*Copyright (c) Microsoft Corporation. All rights reserved.*

*Licensed under the MIT License.*

# Text Classification of MultiNLI Sentences using XLNet

In [1]:
%load_ext autoreload
%autoreload 2

In [2]:
import sys
sys.path.append("../../")
import os
import numpy as np
import pandas as pd
import random
import torch
import torch.nn as nn
from sklearn.metrics import classification_report
from sklearn.preprocessing import LabelEncoder
from sklearn.model_selection import train_test_split

from utils_nlp.dataset.multinli import load_pandas_df
from utils_nlp.eval.classification import eval_classification
from utils_nlp.common.timer import Timer
from utils_nlp.models.xlnet.common import Language, Tokenizer
from utils_nlp.models.xlnet.sequence_classification import XLNetSequenceClassifier
from utils_nlp.models.xlnet.utils import generate_confusion_matrix
from utils_nlp.models.xlnet.common import log_xlnet_params
import mlflow
import datetime

## Introduction
In this notebook, we fine-tune and evaluate a pretrained [XLNet](https://arxiv.org/abs/1906.08237) model on a subset of the [MultiNLI](https://www.nyu.edu/projects/bowman/multinli/) dataset.

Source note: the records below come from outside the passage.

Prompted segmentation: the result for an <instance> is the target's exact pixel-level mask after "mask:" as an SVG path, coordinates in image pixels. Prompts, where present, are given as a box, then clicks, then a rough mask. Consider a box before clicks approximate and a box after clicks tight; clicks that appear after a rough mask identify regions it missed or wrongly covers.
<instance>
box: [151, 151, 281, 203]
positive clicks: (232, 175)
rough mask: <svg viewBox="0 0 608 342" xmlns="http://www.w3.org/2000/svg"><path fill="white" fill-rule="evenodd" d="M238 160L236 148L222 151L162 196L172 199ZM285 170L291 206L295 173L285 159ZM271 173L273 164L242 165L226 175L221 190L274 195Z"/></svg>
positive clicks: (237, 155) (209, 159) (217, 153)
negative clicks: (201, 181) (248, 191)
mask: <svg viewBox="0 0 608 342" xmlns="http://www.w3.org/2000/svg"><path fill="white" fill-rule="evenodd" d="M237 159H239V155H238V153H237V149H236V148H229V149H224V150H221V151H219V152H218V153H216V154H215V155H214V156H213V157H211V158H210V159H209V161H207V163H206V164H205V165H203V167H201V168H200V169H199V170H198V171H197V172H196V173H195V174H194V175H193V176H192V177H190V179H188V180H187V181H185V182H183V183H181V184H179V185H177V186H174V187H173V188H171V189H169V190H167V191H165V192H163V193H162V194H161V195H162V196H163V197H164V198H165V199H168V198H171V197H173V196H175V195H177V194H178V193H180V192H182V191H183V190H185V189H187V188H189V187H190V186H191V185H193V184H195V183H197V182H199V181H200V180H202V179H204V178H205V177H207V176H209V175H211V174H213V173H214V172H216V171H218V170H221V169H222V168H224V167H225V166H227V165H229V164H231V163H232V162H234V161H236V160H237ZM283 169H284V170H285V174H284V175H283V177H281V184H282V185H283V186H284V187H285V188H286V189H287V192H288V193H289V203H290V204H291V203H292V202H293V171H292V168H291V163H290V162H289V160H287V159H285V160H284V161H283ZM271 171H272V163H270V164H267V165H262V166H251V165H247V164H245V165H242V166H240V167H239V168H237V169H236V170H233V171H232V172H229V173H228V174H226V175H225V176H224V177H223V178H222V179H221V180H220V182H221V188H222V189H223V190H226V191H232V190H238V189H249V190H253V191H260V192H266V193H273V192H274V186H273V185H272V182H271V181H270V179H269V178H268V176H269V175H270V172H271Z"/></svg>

We use a [sequence classifier](../../utils_nlp/xlnet/sequence_classification.py) that wraps [Hugging Face's PyTorch implementation](https://github.com/huggingface/pytorch-transformers) of CMU and Google's [XLNet](https://github.com/zihangdai/xlnet).

In [3]:
DATA_FOLDER = "../../../temp"
XLNET_CACHE_DIR="../../../temp"
LANGUAGE = Language.ENGLISHCASED
MAX_SEQ_LENGTH = 128
BATCH_SIZE = 4
NUM_GPUS = 1
NUM_EPOCHS = 1
TRAIN_SIZE = 0.6
LABEL_COL = "genre"
TEXT_COL = "sentence1"
WEIGHT_DECAY = 0.0
WARMUP_STEPS = 0

### Hyperparamters to tune
MAX_SEQ_LENGTH = 128
LEARNING_RATE = 5e-5
ADAM_EPSILON = 1e-8

DEBUG = True
LOGGING_STEPS = 10
SAVE_STEPS = 10
mlflow.start_run(run_name = datetime.datetime.now())
log_xlnet_params(locals())

## Read Dataset
We start by loading a subset of the data. The following function also downloads and extracts the files, if they don't exist in the data folder.

The MultiNLI dataset is mainly used for natural language inference (NLI) tasks, where the inputs are sentence pairs and the labels are entailment indicators. The sentence pairs are also classified into *genres* that allow for more coverage and better evaluation of NLI models.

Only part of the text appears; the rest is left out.